Por supuesto, que en mis caminatas con Grecia sea ella quien me lleva y yo el que se cree encarnando una figura literaria del siglo XIX no significa que ella no sepa a dónde va sino que yo elijo disfrutar de mi caminar sumido en la ignorancia — y en el asombro. Tal como si fuera un paseo, ya no por mi mundo sino por el suyo.

Incluso en paseos por el mismo recorrido de todos los días no son solo experiencias sensoriales las que nos pueden maravillar. A veces, también, pasear al perro puede embarcarnos en inesperadas aventuras intelectuales aunque solo sea de manera algo tangencial y un poco accidentada.

En una simpática columna de 1976, la escritora Sheila S. Klass cuenta cómo recién mudada con su familia la tarea de pasear a Ringo quedó injusta y exclusivamente en sus manos. Se ponía su abrigo, abría la puerta y salía, mirando siempre hacia adelante hasta que tocara regresar. Hasta que un día, harta de tal hastío, decidió tomar un diario y de a poco pudo desarrollar la envidiable habilidad de leer mientras paseaba.

Sus orejas se convirtieron en antenas de peligros — bicicletas, perros, autos — y los paseos pudieron alargarse para leer cada vez un poco más. E incluso despertaron algo de envidia: “Ojalá yo tuviera tiempo para leer”, le comentó una vecina, “solía leer un montón antes de vivir en esta casa”. “Consigue un perro”, le contestó. “Así fue como yo comencé”.

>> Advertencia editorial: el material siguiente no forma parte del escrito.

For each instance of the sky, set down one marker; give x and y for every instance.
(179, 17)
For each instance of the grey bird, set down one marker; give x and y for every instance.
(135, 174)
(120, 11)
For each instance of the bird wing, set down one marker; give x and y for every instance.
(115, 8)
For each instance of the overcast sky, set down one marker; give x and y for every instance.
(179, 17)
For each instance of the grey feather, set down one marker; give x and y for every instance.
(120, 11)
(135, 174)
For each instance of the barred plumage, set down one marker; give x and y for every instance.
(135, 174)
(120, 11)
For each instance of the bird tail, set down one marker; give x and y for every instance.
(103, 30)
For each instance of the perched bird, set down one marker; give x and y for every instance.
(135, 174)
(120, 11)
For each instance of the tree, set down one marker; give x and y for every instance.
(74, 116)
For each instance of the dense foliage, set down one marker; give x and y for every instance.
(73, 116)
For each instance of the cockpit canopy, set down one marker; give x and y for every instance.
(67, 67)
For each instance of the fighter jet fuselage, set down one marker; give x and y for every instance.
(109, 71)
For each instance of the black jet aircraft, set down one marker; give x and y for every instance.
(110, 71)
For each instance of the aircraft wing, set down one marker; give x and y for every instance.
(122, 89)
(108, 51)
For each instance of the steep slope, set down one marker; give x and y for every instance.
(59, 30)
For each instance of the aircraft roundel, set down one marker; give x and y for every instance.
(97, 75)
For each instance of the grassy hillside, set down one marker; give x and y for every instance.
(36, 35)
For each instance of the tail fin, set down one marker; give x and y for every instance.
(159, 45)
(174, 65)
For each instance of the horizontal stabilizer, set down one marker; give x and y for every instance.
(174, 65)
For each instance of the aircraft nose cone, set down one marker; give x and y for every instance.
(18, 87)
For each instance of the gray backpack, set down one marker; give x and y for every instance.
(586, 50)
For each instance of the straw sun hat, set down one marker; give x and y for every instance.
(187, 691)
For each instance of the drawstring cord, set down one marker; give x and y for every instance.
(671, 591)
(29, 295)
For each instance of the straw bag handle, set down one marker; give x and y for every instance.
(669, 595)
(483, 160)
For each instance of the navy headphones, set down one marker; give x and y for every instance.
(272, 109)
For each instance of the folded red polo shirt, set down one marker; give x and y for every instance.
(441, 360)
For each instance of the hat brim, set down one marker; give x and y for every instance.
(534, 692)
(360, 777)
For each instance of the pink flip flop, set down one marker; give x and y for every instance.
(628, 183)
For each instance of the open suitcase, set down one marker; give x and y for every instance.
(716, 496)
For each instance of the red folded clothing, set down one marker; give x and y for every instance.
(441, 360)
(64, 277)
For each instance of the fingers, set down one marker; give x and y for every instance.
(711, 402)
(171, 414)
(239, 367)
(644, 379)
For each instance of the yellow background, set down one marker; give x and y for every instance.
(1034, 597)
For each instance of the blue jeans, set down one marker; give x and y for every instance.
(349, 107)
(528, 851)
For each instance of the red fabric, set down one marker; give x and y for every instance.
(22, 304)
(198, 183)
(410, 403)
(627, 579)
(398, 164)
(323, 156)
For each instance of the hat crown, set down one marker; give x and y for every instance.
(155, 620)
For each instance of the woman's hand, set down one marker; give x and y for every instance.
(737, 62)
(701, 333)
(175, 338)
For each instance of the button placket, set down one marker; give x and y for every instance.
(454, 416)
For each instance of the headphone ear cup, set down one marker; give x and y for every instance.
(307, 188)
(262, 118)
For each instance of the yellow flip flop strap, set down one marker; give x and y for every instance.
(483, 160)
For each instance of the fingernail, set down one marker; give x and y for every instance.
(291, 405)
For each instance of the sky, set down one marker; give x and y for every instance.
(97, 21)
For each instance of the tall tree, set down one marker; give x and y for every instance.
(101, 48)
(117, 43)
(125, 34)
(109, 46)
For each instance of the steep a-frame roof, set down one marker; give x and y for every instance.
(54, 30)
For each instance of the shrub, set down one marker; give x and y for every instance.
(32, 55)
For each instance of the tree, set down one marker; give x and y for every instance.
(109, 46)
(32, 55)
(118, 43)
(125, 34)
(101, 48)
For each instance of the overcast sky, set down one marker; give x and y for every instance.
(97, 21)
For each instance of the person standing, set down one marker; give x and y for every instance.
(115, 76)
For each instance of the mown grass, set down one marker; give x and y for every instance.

Esos momentos a solas, ahora abiertos también al placer de la lectura, le permitieron finalmente curiosear entre las obras feministas para las que nunca parecía haber tiempo.

Así, entre paseos con Ringo, pasó por Friedan, de Beauvoir, Greer y Millett, hasta que un día, a la hora del paseo, se paró frente a su familia y declaró que sus días de paseadora habían terminado. Era hora de una distribución más justa de las tareas de la casa.

“Para verdaderamente poder disfrutar de un perro”, escribe Edward Hoagland en “Dogs and the Tug of Life”, “no debemos meramente entrenarlo para que sea semi-humano. El punto es abrirnos a la posibilidad de volvernos un poco perros”. Una amistad en la que solo buscamos que la otra parte se nos parezca no puede ser verdadera sino una monstruosidad.

Llevar una amistad es tironear, y ninguna verdaderamente valiosa parece ser posible si no hay un ida y vuelta. Aunque con soltura digo que a Grecia yo la saco a pasear, es más que evidente que la mayor parte del tiempo es ella quien me saca a pasear a mí.

En su generosidad me va mostrando por dónde tenemos que ir e incluso a qué ritmo debemos hacerlo. En una semana de pasear con ella mi mundo se hizo quizá más grande, o al menos más interesante.

Grecia tira, tira y se dirige hacia donde solo ella sabe. Recorrimos apenas unas cuadras y para cuando pude darme cuenta habíamos dado la vuelta al mundo.